At the Port of Anchorage, Gamble said, it’s a matter of designing the needed off-loading capability for the coal into a growing port. That proposal is being considered with the Port of Anchorage, he said.

Building a spur to Port MacKenzie would be “a significant investment,” he said. Port MacKenzie “is a pricey project” but if that line were down there would be “a real opportunity to move goods to tidewater that would be hard to move all the way around to the Port of Anchorage,” including products from the Interior “that would probably do well to go direct to an industrial Port Mackenzie whereas the container business and some of the … containers on flatcar or just the straight container business would grow and continue to come into the Port of Anchorage,” Gamble said.

Tax-exempt bonding

Alaska Railroad Chief Financial Officer Bill O’Leary reviewed the railroad’s tax-exempt bonding authority, which is based on provisions in the federal act that transferred the railroad from the federal government to the state. He said the railroad hasn’t tested the language in the act and its power to issue tax-exempt bonds, but believes tax-exempt bonding would be positive for the project.

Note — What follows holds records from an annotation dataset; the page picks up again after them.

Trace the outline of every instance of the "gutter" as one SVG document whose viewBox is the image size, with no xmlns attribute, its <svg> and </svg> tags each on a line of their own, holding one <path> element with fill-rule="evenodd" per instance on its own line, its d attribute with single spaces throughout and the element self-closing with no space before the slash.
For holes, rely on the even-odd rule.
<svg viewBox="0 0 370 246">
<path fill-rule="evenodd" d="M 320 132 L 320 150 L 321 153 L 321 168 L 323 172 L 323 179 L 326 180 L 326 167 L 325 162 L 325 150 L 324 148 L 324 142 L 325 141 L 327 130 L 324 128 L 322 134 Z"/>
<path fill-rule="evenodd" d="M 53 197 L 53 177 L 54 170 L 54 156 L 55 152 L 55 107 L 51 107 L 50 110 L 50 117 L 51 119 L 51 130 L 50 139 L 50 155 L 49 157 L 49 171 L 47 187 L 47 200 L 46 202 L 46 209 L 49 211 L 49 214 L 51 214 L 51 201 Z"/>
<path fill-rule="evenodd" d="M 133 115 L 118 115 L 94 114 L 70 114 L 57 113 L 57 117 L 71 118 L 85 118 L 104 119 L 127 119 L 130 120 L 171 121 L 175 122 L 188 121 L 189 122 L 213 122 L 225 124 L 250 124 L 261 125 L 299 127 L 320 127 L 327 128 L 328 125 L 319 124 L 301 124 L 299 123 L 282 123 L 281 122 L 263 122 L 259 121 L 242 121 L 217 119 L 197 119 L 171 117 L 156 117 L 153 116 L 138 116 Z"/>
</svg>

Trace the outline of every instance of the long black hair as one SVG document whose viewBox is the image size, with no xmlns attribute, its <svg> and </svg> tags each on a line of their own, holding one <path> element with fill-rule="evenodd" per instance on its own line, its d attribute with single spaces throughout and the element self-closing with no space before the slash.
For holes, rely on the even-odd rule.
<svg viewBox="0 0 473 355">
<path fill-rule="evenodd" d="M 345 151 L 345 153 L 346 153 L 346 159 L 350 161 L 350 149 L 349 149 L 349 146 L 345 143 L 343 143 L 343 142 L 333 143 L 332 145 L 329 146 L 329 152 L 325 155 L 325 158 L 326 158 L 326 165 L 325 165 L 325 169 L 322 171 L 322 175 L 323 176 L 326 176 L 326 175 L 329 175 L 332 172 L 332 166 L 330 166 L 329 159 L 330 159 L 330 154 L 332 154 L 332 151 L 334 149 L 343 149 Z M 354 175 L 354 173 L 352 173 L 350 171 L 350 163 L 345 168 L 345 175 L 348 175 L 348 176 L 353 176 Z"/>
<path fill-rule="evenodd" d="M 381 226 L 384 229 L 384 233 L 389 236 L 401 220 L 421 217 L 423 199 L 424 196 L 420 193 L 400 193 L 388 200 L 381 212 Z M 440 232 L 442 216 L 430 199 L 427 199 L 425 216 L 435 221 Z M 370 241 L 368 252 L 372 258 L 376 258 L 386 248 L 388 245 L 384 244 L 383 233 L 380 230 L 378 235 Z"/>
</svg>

Bonding is possible for two components of the project — partnering with Agrium on the larger project is one; the second is the rail link to Port MacKenzie.

O’Leary said the total could be in the $2.5 billion to $2.6 billion range, legislative authorization required for the railroad to issue bonds. The bonds would be non-recourse to the Alaska Railroad or the State of Alaska; they would be backed by the project, he said.

The Internal Revenue Service would be asked for a private letter ruling on whether the bonds would be tax exempt, O’Leary said, a process which takes six months from when IRS deems the application complete. Part of the importance of legislative approval, he said, is that it makes the project very real which is important in an application for an IRS private letter ruling.